Foi graças ao PPPCDam, lançado durante a primeira passagem de Marina pelo Ministério do Meio Ambiente, que foi possível reduzir o desmatamento em 67,6%. O programa prevê o monitoramento de controle de áreas de derrubada da floresta por meio de alertas de satélites.
O evento desta segunda-feira deve ter a participação de embaixadores de países europeus, que esperam do governo brasileiro empenho para reduzir o desmatamento na Amazônia. Lula deve enfatizar o compromisso de seu governo com as questões ambientais.
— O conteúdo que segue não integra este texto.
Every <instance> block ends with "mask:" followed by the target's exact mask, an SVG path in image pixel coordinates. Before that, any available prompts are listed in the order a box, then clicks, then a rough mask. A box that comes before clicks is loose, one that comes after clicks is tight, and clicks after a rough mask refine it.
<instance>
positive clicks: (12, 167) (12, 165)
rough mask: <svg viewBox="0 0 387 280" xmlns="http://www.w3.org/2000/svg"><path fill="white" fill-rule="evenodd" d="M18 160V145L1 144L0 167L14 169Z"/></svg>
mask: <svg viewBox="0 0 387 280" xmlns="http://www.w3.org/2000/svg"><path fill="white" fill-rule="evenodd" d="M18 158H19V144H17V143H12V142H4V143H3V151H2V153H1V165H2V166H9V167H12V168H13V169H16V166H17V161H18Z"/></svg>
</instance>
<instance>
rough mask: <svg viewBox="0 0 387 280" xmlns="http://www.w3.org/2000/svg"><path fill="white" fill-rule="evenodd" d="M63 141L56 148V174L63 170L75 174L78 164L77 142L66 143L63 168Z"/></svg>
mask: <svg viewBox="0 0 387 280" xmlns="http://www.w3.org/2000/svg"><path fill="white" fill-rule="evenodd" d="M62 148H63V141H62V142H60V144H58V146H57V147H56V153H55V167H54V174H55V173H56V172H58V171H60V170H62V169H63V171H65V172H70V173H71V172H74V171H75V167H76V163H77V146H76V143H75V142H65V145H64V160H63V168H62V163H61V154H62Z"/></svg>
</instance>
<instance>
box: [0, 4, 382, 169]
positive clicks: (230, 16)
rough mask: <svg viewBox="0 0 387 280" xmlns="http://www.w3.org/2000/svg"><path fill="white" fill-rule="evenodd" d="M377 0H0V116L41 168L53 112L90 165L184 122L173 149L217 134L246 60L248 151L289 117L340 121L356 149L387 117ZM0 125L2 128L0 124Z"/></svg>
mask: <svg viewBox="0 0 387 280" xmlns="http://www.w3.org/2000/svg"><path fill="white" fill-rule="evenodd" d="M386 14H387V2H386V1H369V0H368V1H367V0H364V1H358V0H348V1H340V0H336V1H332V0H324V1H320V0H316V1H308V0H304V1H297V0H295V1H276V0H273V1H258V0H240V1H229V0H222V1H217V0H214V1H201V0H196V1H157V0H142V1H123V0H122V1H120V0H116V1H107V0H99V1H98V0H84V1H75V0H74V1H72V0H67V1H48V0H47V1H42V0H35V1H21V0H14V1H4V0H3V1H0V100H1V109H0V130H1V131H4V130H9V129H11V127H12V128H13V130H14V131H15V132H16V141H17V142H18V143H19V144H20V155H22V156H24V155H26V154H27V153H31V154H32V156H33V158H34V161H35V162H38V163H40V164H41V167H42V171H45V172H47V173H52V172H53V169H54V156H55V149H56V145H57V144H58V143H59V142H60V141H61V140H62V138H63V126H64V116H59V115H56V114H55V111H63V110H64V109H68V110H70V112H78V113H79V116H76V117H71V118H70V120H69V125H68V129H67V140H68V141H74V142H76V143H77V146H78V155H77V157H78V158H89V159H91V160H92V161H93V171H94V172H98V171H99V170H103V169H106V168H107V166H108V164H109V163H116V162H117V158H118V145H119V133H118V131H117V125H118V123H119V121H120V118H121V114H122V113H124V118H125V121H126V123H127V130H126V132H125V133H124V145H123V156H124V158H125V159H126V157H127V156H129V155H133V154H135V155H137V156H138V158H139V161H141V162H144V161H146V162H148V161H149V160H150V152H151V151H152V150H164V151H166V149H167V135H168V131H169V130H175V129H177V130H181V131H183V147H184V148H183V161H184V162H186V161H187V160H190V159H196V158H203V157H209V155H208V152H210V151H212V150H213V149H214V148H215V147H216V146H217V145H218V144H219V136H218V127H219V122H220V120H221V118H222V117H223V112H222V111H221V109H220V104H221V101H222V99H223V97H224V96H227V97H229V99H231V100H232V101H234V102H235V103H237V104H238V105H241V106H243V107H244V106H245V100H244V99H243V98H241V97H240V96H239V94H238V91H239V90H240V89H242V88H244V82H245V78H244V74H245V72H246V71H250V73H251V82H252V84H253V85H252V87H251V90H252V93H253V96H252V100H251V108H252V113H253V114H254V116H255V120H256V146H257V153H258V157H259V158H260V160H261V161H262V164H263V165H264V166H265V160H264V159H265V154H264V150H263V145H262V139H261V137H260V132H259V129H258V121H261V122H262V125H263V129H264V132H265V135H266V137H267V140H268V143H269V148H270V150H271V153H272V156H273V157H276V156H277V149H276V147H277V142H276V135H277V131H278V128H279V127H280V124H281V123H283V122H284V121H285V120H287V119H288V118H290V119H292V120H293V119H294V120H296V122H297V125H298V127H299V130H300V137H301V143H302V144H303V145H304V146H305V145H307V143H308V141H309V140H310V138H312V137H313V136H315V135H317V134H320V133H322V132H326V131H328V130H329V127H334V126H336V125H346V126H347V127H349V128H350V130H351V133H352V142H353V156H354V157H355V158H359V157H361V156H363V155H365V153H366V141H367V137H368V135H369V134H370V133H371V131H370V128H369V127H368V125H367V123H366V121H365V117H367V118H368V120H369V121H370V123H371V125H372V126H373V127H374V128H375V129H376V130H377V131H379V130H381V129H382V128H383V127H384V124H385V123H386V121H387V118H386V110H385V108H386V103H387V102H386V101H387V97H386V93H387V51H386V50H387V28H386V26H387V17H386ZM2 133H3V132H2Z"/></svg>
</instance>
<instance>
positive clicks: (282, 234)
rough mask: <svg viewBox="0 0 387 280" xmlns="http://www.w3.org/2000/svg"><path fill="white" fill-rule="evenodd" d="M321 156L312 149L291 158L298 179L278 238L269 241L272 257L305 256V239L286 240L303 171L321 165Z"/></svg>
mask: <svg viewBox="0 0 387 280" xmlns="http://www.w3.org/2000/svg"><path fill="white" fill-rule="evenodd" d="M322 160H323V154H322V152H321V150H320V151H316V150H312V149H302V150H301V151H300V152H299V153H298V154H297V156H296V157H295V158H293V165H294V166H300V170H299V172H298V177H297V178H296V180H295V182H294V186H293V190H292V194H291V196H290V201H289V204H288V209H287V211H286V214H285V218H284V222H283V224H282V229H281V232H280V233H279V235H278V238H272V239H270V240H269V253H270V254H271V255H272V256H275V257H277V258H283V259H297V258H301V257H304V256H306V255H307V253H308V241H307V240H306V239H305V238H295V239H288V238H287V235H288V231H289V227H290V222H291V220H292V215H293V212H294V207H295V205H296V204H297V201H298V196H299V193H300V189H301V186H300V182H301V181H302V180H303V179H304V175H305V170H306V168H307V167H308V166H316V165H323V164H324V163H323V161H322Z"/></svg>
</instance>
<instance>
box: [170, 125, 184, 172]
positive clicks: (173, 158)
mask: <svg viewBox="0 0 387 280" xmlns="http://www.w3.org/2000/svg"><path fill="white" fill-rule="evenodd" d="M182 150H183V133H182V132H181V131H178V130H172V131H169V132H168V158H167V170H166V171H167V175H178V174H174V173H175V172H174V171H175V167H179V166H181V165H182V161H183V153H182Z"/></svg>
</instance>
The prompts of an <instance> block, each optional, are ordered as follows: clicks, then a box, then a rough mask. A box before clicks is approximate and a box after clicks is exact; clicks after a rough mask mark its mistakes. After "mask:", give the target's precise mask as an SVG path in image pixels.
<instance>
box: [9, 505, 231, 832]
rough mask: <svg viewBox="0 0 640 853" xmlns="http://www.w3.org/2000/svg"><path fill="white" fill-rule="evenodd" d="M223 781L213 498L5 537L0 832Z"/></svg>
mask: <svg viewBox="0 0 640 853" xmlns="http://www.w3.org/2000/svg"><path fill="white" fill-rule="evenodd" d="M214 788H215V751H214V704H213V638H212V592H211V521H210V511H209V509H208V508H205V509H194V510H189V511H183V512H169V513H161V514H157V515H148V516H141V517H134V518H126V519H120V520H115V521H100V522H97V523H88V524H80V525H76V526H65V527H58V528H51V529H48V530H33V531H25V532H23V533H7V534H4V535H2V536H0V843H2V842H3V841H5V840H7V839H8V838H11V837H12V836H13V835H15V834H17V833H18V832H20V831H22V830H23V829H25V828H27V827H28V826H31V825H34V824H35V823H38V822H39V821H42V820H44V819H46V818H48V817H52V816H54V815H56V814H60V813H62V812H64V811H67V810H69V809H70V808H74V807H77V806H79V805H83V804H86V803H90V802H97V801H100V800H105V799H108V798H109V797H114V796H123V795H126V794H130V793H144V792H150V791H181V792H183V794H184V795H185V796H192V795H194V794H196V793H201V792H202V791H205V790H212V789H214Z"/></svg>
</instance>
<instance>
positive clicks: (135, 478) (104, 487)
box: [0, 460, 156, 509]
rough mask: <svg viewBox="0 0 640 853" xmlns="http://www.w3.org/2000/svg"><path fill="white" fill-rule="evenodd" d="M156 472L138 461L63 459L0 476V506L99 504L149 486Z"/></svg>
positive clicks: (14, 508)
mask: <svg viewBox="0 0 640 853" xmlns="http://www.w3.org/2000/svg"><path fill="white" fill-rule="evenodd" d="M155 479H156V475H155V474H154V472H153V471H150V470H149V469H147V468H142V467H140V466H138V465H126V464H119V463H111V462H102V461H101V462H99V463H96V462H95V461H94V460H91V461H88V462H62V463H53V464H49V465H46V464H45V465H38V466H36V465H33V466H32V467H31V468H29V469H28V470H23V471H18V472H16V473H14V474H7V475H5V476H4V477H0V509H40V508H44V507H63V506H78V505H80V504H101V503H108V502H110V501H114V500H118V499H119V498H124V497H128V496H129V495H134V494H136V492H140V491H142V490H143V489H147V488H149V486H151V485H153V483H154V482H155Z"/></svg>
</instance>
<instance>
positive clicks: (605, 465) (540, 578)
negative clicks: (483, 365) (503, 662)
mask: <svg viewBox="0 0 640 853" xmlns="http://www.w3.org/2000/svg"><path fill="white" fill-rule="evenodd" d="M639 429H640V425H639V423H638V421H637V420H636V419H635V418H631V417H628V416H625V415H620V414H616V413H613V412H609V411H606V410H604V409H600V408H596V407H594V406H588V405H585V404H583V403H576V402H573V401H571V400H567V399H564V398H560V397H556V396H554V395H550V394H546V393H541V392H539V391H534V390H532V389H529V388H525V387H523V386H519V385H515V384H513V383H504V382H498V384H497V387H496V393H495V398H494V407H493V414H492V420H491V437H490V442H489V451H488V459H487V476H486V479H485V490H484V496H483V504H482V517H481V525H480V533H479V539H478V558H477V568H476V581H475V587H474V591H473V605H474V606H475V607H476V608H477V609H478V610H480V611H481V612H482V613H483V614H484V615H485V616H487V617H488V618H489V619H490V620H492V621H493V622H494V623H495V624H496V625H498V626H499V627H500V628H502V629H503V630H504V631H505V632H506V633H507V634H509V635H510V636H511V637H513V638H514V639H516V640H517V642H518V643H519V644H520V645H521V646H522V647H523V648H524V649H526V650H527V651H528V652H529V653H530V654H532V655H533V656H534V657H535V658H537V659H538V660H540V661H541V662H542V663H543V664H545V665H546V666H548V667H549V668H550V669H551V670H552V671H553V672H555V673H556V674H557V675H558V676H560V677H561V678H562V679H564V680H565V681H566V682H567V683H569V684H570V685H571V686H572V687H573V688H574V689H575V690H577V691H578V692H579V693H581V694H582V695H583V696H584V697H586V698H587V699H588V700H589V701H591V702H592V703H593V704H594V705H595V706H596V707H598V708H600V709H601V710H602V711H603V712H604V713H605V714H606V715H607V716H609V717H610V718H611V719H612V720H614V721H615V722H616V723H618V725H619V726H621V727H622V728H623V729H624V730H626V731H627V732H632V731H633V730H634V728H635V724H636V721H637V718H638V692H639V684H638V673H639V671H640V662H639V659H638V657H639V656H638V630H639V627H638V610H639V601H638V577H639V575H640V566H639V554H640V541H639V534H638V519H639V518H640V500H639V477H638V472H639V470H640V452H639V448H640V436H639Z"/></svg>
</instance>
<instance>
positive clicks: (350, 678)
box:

A gestão petista sabe que o empenho para reduzir os efeitos das mudanças climáticas é fundamental para garantir a boa imagem do país no exterior.
Na semana passada, a Câmara e o Senado aprovaram um relatório do deputado Isnaldo Bulhões (MDB-AL) que alterou a medida provisória do governo sobre a estruturação dos ministérios. A pasta do Meio Ambiente perdeu a administração do Cadastro Ambiental Rural (CAR), transferida para pasta da Gestão, e da Agência Nacional de Águas e Saneamento Básico (ANA), que passou para o Ministério da Integração Nacional.